Anyway, that's what I would like to have said when answering that question.
I started this thread called Scripting News back in the mid-90s with the theme of Respect. It wasn't the only topic, but it was at the core of everything. I had just been through a collapse of an industry because it didn't do enough listening. I wanted to share what I had learned in the hope that we wouldn't have to repeat the lessons again. Back then I tried to say what respect means to me. And I wanted to learn to practice it.
To me, respect means listening to what someone is really saying. It's hard to do. It requires you to quiet your mind, and accept that the world looks different from every point of view. You can do exercises in listening. Sit across from someone, they talk, you don't lean in, or tune out. No hugs, nods or head-shakes. No interruptions. Hear them out. Completely.
I find that when I get stuck it's because I don't listen.
There are lots of corollaries that fall out from this view. People don't listen to people who work at BigCo's any more than they listen to independent developers. People who have the guts to make their own software and put their name on it. This is a mistake a lot of entrepreneurs make. I've seen them do it over and over. A random guy at a big company has no more sway than you do. But you do what they tell you to do in the hope that their company will help you be successful. It does happen sometimes, but not very often. Only in special times.
Another one is that you can do much better at listening to others if you learn to listen to yourself. At all levels.

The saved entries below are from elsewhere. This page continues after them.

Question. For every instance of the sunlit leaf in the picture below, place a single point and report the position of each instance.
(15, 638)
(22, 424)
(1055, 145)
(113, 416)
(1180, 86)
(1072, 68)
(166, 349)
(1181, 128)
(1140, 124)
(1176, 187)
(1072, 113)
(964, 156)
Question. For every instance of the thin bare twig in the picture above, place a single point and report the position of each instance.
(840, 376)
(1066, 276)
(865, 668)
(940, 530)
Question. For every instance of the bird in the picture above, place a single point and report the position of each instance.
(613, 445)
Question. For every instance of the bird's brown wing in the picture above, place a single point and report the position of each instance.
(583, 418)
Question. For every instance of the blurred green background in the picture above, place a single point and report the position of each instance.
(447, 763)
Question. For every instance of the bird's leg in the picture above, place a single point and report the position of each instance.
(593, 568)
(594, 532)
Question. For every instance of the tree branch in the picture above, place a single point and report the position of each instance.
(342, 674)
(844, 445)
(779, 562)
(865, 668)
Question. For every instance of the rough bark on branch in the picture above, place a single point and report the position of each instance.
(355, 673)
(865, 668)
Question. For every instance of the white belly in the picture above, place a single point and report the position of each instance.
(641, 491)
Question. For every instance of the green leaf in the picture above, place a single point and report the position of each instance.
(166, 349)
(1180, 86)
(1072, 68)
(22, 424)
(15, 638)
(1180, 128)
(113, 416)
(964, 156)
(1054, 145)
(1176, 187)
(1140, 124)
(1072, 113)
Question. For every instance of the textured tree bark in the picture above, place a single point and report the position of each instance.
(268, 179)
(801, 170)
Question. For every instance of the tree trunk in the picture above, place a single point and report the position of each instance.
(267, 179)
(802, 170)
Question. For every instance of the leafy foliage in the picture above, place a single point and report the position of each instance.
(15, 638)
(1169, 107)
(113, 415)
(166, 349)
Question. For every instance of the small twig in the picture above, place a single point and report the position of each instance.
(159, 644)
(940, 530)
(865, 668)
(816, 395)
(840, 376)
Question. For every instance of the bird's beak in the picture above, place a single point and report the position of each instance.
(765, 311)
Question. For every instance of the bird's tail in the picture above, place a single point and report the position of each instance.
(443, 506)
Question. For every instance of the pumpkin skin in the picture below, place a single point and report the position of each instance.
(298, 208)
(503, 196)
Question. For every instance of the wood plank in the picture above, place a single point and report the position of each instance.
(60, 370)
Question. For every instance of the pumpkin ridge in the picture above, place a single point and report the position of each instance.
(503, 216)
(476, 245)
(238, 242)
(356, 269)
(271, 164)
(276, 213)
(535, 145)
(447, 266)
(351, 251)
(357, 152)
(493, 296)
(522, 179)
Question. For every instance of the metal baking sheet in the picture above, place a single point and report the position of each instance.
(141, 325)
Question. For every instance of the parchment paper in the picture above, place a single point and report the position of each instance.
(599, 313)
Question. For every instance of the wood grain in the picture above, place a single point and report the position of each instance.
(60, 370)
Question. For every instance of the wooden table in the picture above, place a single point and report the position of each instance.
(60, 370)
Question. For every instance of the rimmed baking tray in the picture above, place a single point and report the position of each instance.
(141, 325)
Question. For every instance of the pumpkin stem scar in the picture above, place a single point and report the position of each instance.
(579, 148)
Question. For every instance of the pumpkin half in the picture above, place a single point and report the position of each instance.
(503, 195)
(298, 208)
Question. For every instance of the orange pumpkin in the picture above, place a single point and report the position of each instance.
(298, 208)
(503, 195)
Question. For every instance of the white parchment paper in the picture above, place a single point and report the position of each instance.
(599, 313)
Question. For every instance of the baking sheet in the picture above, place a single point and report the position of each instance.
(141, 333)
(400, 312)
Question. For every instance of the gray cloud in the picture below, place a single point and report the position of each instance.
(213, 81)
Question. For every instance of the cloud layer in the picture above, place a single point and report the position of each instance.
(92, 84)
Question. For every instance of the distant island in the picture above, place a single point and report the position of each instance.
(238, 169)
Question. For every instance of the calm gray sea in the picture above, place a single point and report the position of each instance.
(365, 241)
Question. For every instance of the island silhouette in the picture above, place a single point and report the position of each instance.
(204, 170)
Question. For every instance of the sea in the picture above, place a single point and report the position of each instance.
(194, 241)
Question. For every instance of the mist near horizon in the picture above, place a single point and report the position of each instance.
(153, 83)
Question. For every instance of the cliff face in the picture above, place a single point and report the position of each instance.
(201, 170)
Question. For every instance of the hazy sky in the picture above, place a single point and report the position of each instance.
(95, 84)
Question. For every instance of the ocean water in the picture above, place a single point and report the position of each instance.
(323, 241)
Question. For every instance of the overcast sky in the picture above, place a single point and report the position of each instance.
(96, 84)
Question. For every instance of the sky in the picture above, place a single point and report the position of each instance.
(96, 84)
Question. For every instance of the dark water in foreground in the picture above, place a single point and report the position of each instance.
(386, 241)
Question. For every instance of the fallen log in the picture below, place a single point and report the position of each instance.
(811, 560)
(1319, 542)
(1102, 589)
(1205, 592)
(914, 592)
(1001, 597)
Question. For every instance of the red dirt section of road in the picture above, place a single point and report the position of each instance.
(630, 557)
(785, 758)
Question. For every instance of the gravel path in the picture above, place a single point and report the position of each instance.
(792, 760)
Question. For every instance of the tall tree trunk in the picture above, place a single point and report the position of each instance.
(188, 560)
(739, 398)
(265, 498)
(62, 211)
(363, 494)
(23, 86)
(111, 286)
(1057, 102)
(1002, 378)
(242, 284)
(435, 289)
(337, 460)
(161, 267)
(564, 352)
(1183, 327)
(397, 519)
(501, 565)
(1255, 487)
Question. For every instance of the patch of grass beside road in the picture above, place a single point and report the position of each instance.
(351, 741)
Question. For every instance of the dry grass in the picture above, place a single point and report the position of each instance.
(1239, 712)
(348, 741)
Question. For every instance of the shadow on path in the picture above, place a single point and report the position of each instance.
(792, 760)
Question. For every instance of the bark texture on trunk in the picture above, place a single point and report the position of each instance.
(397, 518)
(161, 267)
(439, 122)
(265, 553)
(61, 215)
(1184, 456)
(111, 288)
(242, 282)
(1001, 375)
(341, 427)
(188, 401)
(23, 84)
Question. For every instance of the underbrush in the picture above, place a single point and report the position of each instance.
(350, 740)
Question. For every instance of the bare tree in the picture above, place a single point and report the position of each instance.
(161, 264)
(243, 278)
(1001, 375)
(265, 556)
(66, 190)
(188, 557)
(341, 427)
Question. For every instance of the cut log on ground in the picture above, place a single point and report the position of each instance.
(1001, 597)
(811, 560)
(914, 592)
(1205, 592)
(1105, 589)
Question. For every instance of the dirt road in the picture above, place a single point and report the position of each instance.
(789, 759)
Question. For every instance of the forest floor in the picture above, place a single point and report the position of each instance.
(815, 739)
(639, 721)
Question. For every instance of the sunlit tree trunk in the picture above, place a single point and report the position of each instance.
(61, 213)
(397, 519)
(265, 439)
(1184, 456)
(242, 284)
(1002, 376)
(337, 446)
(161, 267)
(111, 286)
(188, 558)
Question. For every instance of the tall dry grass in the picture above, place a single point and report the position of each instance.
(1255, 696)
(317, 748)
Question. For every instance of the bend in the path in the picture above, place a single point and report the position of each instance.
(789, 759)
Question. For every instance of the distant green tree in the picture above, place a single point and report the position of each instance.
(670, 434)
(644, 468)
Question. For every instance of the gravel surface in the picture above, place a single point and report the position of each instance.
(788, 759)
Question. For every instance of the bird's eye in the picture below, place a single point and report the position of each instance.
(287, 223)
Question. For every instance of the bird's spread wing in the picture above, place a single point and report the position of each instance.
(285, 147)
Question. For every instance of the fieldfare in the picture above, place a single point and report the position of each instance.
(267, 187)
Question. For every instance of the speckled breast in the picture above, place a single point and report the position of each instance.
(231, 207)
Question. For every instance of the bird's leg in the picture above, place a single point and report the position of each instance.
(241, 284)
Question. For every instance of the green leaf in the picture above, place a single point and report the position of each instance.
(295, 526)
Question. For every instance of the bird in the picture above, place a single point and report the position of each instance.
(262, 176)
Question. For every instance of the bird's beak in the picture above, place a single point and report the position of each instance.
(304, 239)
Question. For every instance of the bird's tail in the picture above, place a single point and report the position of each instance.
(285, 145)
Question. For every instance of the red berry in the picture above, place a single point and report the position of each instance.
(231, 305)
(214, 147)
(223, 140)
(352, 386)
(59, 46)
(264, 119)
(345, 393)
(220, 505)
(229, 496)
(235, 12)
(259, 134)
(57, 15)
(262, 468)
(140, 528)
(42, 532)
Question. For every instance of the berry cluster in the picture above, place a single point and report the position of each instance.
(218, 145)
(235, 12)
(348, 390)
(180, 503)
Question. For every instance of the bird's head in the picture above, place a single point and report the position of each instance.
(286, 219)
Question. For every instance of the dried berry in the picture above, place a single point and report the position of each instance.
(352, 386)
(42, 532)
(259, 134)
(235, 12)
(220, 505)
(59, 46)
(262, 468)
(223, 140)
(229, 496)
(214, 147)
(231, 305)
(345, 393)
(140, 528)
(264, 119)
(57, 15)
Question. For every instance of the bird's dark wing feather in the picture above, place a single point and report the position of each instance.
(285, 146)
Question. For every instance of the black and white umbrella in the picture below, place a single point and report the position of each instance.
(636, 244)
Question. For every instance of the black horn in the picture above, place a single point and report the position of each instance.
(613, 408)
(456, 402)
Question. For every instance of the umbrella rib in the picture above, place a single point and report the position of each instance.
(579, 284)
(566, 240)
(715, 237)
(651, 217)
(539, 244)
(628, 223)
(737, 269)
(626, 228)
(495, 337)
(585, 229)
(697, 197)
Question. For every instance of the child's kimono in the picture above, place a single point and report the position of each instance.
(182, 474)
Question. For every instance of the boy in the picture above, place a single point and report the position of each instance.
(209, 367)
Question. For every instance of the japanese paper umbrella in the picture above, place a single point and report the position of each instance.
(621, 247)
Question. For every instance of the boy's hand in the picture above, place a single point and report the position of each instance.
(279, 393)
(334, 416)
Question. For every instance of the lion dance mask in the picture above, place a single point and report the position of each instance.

First the gripes, then underneath that, what are you really trying to accomplish. What do you want to do with your time. Who do you want to co-create with, and on what terms?
That's why long trips by yourself are good for respect.
In software what I respect more than anything is this.
I respect people who ship software that's open to competition, and then write specs to show people how to compete with them.
It's just like the web. People come back to places that send them away.
The last decade has been one of people not pointing outward with their code. Or even worse, pointing out and then when people build on it, pulling the rug out from under them. From this must come a better appreciation for trust. Don't be blind with it. Don't give your trust without thinking it through, without really listening.
We're back in the mid-90s again. Will we do any better this time? I hope!
I spoke at a conference in Madison last week about venture capital, among other topics. The panel that was up before I spoke were talking about how to get VCs to love you and respect you and treat you well (by giving you money to begin with of course).
I thought most of it was bullshit, and said so (in a nicer way of course). People treat you well when you have power. Otherwise, don't count on it. It's a hard lesson to learn, but it's mostly true. When you have power, you can decide to change the rules. But my guess is that people won't like you or respect you for doing it. That's why the people who show people how to compete with them are so incredibly gutsy and special. It probably won't profit them immediately or directly. It might lead to their downfall. But it will make the world greater. And if that's what you're into, then I want to work with you, because I'm into it too.
These are not easy ideas to understand. I know that.